GM May Close German Plant Two Years Early as Sales DropDorothee Tschampa and Tim Higgins
General Motors Co., seeing Germany at risk of slipping into recession, may shutter a factory in that country two years earlier than planned as the European auto market sinks for a sixth straight year.
The automaker’s Opel unit may stop building the Zafira van at the plant at Bochum as soon as the end of 2014 when a labor agreement securing production at the plant runs out, Stephen Girsky, GM’s interim European chief, wrote in a letter to employees today. Opel had said previously that the company would probably stop making the Zafira in Bochum in 2016.
“They are trying to get in front of the trouble and have come to the realization that it is a very long road ahead,” Jeff Schuster, an industry analyst with LMC Automotive, said today in an e-mail. “My view is that this is the painful reality of what needs to be done across Western Europe.”
Opel is losing share in the region’s shrinking auto market. Sales of the German brand and Vauxhall sister marque dropped 16 percent in Europe last year. That compares with an industrywide contraction of 8 percent. The Bochum plant has 3,100 workers.
“The situation on the European market is still disastrous,” Girsky wrote in the letter, which called on employees to make contributions to cut costs and ruled out wage increases as long as the company is losing money in the region.
Earlier this month, Chief Executive Officer Dan Akerson told reporters in Detroit that Germany may be slipping into recession.
“A lot of people thought that Germany was probably going to be that cornerstone which was going to see out the troubles of 2012 and probably be fairly stable throughout 2013,” Mark Fulthorpe, a London-based industry analyst with IHS Automotive, said today in a telephone interview. A weakening Germany becomes “a totally different valuation that you’re going to make.”
A German recession would pose an “incremental challenge” to GM’s turnaround plan, Girksy told reporters on Jan. 13 in Detroit. “Germany is slowing down,” he said. “France, Spain and Italy haven’t found a bottom yet. Russia is slowing down; on the other hand, the U.K. is looking a little better.”
GM fell 2.2 percent to $28.63 at the close in New York.
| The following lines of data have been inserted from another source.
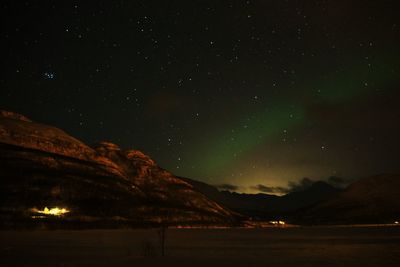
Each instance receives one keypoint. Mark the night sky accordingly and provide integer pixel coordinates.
(248, 93)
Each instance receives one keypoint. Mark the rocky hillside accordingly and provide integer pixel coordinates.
(43, 166)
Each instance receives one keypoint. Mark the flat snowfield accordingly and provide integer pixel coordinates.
(303, 246)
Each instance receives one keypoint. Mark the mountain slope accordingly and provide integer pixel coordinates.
(266, 206)
(43, 166)
(373, 199)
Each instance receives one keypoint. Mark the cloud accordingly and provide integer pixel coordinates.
(292, 186)
(270, 189)
(338, 182)
(227, 187)
(301, 185)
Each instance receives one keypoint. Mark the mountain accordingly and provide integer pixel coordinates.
(374, 199)
(42, 166)
(266, 206)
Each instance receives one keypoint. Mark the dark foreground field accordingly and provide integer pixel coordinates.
(316, 246)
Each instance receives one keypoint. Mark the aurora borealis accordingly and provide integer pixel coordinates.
(227, 92)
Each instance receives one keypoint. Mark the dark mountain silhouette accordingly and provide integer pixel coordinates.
(43, 166)
(373, 199)
(266, 206)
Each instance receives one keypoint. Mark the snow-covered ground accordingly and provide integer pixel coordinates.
(309, 246)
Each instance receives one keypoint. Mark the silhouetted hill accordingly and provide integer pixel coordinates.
(41, 165)
(373, 199)
(266, 206)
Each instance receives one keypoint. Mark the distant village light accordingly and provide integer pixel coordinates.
(53, 211)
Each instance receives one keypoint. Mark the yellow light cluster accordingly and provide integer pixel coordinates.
(53, 211)
(277, 222)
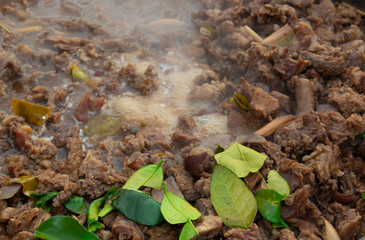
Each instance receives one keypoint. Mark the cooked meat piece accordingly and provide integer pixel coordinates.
(347, 101)
(125, 229)
(348, 224)
(304, 96)
(252, 233)
(286, 234)
(327, 64)
(296, 174)
(325, 160)
(185, 182)
(26, 219)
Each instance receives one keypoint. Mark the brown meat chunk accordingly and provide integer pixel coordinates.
(126, 229)
(144, 83)
(304, 96)
(185, 182)
(26, 219)
(325, 160)
(252, 233)
(262, 103)
(327, 64)
(347, 101)
(286, 234)
(296, 174)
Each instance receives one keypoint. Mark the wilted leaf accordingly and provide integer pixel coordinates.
(176, 209)
(78, 74)
(188, 231)
(76, 205)
(29, 183)
(103, 125)
(138, 207)
(268, 203)
(92, 215)
(10, 190)
(276, 182)
(231, 198)
(149, 176)
(240, 159)
(43, 199)
(61, 228)
(32, 113)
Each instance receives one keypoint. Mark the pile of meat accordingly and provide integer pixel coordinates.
(318, 77)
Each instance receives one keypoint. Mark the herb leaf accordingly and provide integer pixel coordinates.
(276, 182)
(92, 215)
(176, 209)
(188, 231)
(76, 205)
(63, 227)
(240, 159)
(231, 198)
(43, 199)
(139, 207)
(149, 176)
(268, 203)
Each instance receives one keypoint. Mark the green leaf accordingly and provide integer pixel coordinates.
(139, 207)
(240, 159)
(76, 205)
(176, 209)
(102, 125)
(268, 203)
(280, 224)
(149, 176)
(188, 231)
(43, 199)
(92, 215)
(219, 149)
(231, 199)
(61, 228)
(276, 182)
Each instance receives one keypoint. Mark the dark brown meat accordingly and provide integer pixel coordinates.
(185, 182)
(296, 174)
(347, 101)
(304, 96)
(328, 64)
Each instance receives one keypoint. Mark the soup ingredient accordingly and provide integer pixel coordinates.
(76, 205)
(33, 113)
(102, 125)
(63, 227)
(78, 74)
(241, 101)
(149, 176)
(268, 203)
(138, 207)
(10, 190)
(43, 199)
(231, 198)
(240, 159)
(29, 183)
(277, 183)
(92, 215)
(177, 210)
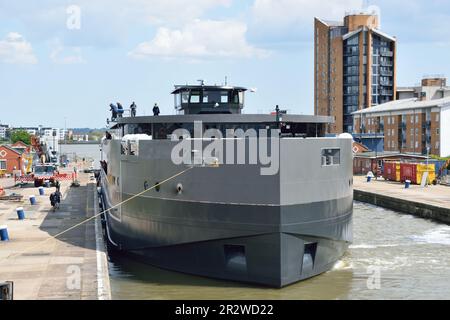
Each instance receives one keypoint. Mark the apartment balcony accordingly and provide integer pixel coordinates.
(387, 73)
(356, 73)
(387, 54)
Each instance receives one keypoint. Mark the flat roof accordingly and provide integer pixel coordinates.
(181, 88)
(388, 154)
(405, 104)
(225, 118)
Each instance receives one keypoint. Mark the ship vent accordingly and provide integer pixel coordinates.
(235, 258)
(309, 255)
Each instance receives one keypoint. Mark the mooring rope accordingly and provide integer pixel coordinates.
(99, 214)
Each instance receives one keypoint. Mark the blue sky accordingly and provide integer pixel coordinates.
(136, 50)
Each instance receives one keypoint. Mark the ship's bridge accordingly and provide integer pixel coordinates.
(202, 99)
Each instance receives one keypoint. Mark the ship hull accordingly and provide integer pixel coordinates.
(266, 251)
(231, 222)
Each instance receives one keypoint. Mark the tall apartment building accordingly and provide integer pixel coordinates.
(354, 68)
(419, 122)
(3, 129)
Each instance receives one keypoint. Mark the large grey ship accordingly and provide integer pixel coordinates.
(222, 220)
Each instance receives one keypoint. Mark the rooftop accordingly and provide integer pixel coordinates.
(406, 104)
(388, 154)
(378, 32)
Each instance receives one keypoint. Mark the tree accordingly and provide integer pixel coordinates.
(20, 135)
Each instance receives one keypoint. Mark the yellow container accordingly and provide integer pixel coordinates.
(422, 168)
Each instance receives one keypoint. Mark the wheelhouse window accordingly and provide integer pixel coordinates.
(195, 97)
(224, 97)
(331, 157)
(185, 97)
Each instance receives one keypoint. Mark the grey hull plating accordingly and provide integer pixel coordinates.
(230, 222)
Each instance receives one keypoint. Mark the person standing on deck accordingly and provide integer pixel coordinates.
(156, 111)
(133, 108)
(119, 109)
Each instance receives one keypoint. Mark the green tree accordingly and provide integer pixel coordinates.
(20, 135)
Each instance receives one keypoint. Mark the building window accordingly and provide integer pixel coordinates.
(331, 157)
(2, 164)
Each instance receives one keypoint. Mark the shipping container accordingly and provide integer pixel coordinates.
(408, 171)
(414, 172)
(391, 171)
(422, 168)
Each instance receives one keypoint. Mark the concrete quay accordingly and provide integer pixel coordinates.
(71, 267)
(432, 202)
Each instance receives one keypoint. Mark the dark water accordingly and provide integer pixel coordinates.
(411, 256)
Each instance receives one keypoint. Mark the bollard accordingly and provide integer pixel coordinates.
(32, 200)
(407, 184)
(4, 233)
(20, 213)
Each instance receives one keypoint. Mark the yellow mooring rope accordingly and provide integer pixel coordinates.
(97, 215)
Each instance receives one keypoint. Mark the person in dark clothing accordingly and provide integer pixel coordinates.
(156, 110)
(55, 200)
(113, 112)
(133, 108)
(119, 109)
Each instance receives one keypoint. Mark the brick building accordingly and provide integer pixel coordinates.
(10, 160)
(413, 125)
(354, 68)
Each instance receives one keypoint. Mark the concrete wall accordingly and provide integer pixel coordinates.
(406, 206)
(445, 131)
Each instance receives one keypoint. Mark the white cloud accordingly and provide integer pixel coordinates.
(15, 49)
(66, 55)
(287, 12)
(200, 39)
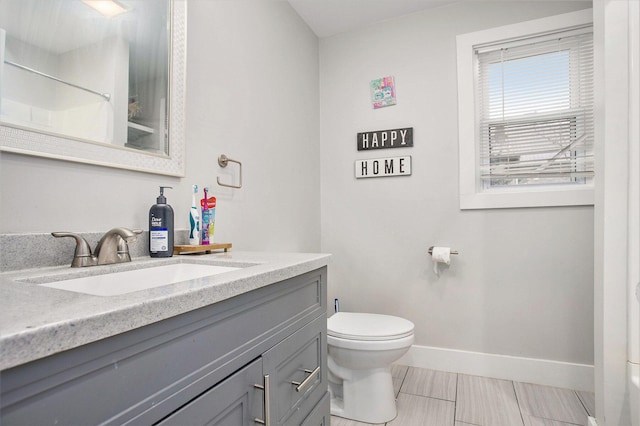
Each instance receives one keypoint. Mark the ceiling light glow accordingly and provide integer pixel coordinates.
(108, 8)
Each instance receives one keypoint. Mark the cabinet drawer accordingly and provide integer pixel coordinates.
(297, 370)
(235, 401)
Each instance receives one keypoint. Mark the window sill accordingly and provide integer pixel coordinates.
(527, 197)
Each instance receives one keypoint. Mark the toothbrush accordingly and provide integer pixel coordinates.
(194, 220)
(205, 219)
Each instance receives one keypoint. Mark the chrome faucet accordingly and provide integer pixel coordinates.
(113, 247)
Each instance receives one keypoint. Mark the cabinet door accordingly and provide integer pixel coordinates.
(297, 370)
(235, 401)
(320, 416)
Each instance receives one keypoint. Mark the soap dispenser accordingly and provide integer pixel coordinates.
(161, 227)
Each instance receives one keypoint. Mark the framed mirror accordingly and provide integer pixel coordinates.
(78, 85)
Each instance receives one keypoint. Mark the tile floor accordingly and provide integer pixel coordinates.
(437, 398)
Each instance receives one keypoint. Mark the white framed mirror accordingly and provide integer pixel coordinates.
(116, 99)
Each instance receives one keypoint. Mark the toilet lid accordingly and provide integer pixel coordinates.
(361, 326)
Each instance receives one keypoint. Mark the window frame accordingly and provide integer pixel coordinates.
(473, 195)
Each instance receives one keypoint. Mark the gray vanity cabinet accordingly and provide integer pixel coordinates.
(232, 402)
(208, 366)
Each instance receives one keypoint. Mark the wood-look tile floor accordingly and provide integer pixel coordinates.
(437, 398)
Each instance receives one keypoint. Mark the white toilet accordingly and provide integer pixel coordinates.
(361, 350)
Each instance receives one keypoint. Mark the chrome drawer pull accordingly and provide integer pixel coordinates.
(309, 379)
(267, 402)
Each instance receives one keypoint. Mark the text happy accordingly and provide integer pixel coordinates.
(394, 138)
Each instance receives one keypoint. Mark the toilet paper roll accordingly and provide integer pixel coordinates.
(440, 255)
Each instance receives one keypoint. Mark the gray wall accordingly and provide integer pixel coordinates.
(252, 94)
(523, 282)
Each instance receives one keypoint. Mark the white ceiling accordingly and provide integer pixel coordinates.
(330, 17)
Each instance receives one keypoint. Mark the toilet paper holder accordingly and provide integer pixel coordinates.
(452, 251)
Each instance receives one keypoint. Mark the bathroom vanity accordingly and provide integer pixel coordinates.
(240, 348)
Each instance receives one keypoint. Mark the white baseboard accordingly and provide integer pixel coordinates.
(528, 370)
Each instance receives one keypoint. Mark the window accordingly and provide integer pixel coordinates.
(525, 99)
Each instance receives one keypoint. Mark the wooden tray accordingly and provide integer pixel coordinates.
(188, 249)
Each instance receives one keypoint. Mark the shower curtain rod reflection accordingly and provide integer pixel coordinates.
(106, 96)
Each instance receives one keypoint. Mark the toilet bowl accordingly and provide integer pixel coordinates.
(361, 349)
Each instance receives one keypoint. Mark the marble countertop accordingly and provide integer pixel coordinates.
(37, 321)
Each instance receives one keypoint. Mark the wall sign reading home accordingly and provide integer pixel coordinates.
(380, 167)
(395, 138)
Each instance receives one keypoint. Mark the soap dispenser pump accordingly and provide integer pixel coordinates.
(161, 227)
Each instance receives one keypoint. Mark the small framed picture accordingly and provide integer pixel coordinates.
(383, 92)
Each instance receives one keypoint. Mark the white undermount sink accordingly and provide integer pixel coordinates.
(117, 283)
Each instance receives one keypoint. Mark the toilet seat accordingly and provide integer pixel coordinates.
(368, 327)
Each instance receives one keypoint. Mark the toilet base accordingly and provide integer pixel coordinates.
(368, 396)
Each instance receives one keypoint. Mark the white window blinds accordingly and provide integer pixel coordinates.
(535, 110)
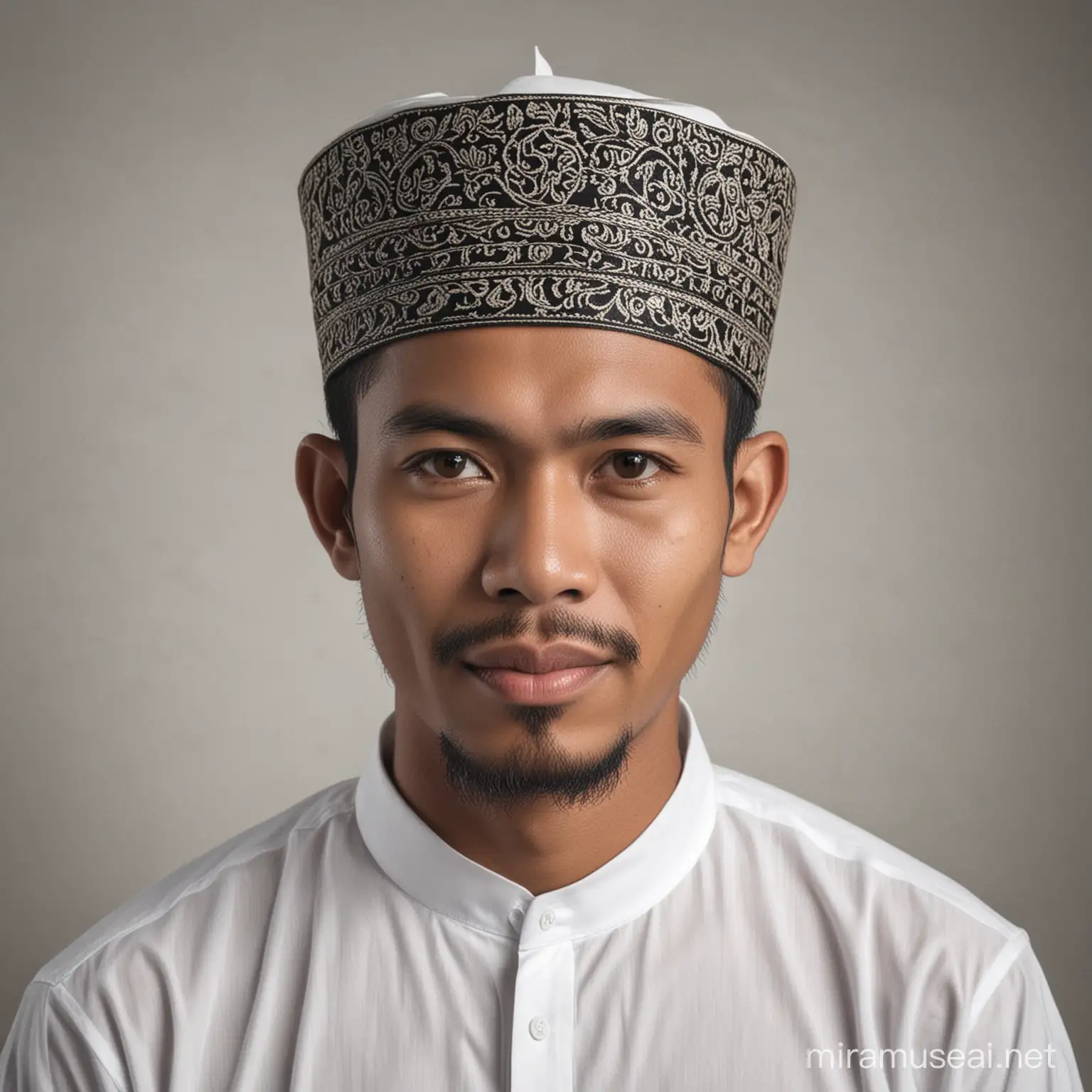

GM Europe has racked up $17.3 billion in losses since 1999 and aims to return to profitability by mid-decade. The U.S. automaker is willing to support Opel financially, if the German operations are set up competitively and profitably, Girsky wrote.
The threat to close Bochum by 2015 is “unacceptable,” the IG Metall union said in a statement following negotiations today with management. The union would “never agree” to permanent wage cuts at the carmaker, Wolfgang Schaefer-Klug, the Opel works council leader, said in the statement.
“Negotiations with the works council are still ongoing,” Johanna Lomp-Knetsch, an Opel spokeswoman, said in a telephone interview. “No decisions have been made yet.”
To adapt production volumes to the lower demand, Ford Motor Co. is closing three European sites, scrapping 6,200 jobs, and PSA Peugeot Citroen is shutting a plant in the Paris suburb of Aulnay.